ERDOĞANDAN ARAŞTIRMA TALİMATI!
Bunlar gibi, daha nice soru var ki; insanlar, bunun cevabını merak ediyor.
Sadece insanlar değil, öyle anlaşılıyor ki; bu soruların cevabını Başbakan Tayyip Erdoğan da merak ediyor olmalı ki; Eğer varsa, kaza ile ilgili ihmal ve eksikliklerin ayrıntılı olarak araştırılması için talimat verdi... Erdoğan, hazırlanan araştırma önergesinin bugün Meclise sunulacağını da açıkladı!..
Düşünebiliyor musunuz;
İlk defa bir Hükümet, kendisi hakkında araştırma önergesi veriyor.
Acaba niye?..
Bunun iki sebebi olabilir:
- 1- Benim bu kaza konusunda herhangi bir ihmal ve eksikliğim yok diyebilmek için!..
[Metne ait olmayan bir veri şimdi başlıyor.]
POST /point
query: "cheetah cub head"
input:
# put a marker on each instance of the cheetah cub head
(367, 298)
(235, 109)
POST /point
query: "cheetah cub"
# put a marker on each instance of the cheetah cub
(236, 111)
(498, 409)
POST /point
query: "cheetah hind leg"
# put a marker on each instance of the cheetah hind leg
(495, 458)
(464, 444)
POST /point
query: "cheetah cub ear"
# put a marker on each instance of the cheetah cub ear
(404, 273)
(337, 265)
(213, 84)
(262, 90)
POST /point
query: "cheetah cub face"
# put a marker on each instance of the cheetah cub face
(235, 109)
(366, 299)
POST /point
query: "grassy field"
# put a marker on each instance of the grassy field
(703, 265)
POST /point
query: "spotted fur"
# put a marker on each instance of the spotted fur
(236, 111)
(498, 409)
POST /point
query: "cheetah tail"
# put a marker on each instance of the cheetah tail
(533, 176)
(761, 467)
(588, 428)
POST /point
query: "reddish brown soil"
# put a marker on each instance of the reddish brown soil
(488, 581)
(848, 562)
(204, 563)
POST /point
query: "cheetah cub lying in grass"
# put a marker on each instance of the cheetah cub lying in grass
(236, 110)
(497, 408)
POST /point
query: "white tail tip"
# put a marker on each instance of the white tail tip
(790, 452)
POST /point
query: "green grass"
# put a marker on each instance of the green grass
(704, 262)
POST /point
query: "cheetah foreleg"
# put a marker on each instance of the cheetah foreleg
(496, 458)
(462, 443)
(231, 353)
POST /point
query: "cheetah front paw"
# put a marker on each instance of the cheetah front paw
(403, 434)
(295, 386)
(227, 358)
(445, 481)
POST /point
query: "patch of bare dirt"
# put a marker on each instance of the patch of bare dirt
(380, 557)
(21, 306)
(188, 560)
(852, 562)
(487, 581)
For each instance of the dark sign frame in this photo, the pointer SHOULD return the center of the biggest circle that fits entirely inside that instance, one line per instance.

- 2- Kamuoyunun kafasındaki istifhamlar, beni de düşündürüyor... Benim de şüphelerim var!.. Meclis bunları araştırsın ve gerçekler ortaya konulsun demek için!..
Gerek kaza ile ilgili haberleri, gerek kaza ile ilgili gelişmeleri aktarmak için yoğun çaba sarfeden Vakit, hiç kuşkunuz olmasın ki; bundan sonra da olayın takipçisi olacak ve karanlık noktaların aydınlığa kavuşması için elinden gelen çabayı gösterecektir!.. Kısacası sormaya ve cevap aramaya devam edeceğiz!..
Bu haftaki hasbihalimize burada son verirken; Muhsin Yazıcıoğlu ile dâvâ arkadaşları ve helikopter pilotu ile son nefesinde bile gazetecilik yapmaya çalışan İHA muhabiri meslektaşımıza Cenab-ı Allahtan rahmet, geride bıraktıkları ailelerine, arkadaşlarına ve sevenlerine sabr-ı cemil niyaz ediyoruz...
Dün yapılan seçimlerin de, milletimize ve memleketimize hayırlı olmasını diliyoruz...
Selâm, saygı ve gönül dolusu muhabbetlerimizle!